A band of conifer trees on either side of the Skyline gondola above downtown Queenstown will soon be cleared to avoid creating a health and safety threat to the aerial cableway.
Survey work and inspections are already underway, with machinery work expected to begin the week commencing Monday, November 6, 2017. This first phase of work is to re-establish an existing road to the harvesting area and is due to be completed by Christmas.
From late January 2018, tree extractions will commence between the hours of 5.30am-10am, seven days a week, weather permitting. However, there shall be no chainsaw, mechanically assisted log removal, heavy vehicle movements or earthworks activities undertaken on Sundays.
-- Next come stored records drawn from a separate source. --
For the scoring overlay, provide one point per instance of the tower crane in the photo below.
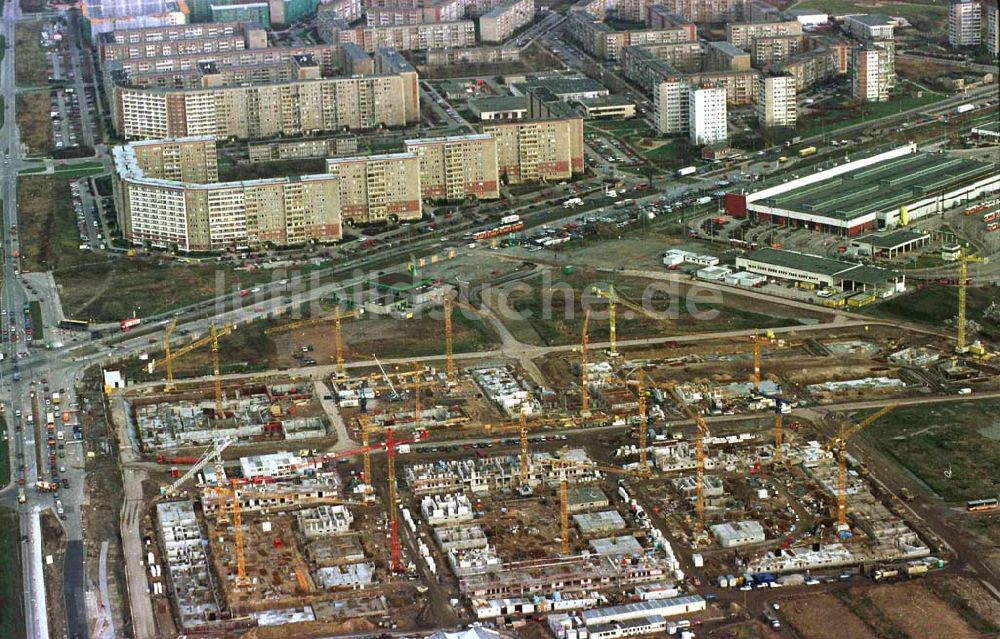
(523, 424)
(172, 356)
(169, 361)
(839, 444)
(614, 299)
(699, 449)
(777, 430)
(584, 346)
(563, 466)
(963, 276)
(757, 340)
(336, 317)
(216, 374)
(395, 559)
(213, 454)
There will also be no works undertaken on public holidays, including the Christmas and New Year period (December 24-January 2, as a minimum).
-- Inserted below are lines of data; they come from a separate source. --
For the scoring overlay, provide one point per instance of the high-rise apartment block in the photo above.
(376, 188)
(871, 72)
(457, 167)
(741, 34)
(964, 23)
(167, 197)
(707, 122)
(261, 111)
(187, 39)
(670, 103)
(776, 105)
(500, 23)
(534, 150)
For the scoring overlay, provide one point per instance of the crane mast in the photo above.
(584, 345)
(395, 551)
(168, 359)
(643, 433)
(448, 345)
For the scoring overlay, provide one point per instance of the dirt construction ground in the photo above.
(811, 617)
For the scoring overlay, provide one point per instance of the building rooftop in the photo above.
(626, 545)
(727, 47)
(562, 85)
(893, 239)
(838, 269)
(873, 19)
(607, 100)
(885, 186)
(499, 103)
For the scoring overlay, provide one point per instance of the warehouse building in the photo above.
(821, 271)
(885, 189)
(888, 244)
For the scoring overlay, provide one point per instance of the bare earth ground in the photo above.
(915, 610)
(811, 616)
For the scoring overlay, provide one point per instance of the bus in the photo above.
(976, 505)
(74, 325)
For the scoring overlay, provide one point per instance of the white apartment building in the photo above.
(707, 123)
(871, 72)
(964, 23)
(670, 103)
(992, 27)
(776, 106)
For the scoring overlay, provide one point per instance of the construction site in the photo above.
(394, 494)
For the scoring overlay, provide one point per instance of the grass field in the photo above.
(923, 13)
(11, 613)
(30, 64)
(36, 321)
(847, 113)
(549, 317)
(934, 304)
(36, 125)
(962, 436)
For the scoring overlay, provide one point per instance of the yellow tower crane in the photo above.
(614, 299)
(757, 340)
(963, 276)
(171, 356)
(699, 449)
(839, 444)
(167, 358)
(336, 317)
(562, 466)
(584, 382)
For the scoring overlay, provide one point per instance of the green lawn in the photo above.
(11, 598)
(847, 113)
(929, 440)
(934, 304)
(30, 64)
Skyline Queenstown will remain operational throughout the project, however will have a slightly delayed opening time during summer and autumn to facilitate the work.
The trees will be felled to ensure the safety of people accessing the gondola and tourism businesses that are located on Ben Lomond Recreation Reserve, which is administered by the Queenstown Lakes District Council on behalf of the Crown.
Skyline Queenstown General Manager Wayne Rose says Skyline has devised a proactive plan for managing the risk to public safety, as well as the safety of forestry crews.
“These wilding trees grow about one metre each year and as they get bigger, they become more susceptible to the wind and the risk of them falling increases,” he says. “It is therefore essential that we manage this situation proactively, in conjunction with QLDC, with as minimal disruption as possible to the operations at Skyline Queenstown, as well as local residents and neighbouring businesses.”
The forestry work – to be undertaken by Andrew Haulage – is not expected to impact residents, apart from occasional truck movements on Lomond Crescent. There will be no impact on traffic or parking at the Skyline Queenstown base terminal.
There may be some minimal disruption to the mountain biking and walking trails with a marshal used to indicate vehicle movements to mountain bikers and hikers. Clear signage about the works will also be erected.
Harvesting the identified trees is a permitted activity under the Operative District Plan as the area is designated as a forest. Where possible, the felled timber will either be exported or milled for the domestic market.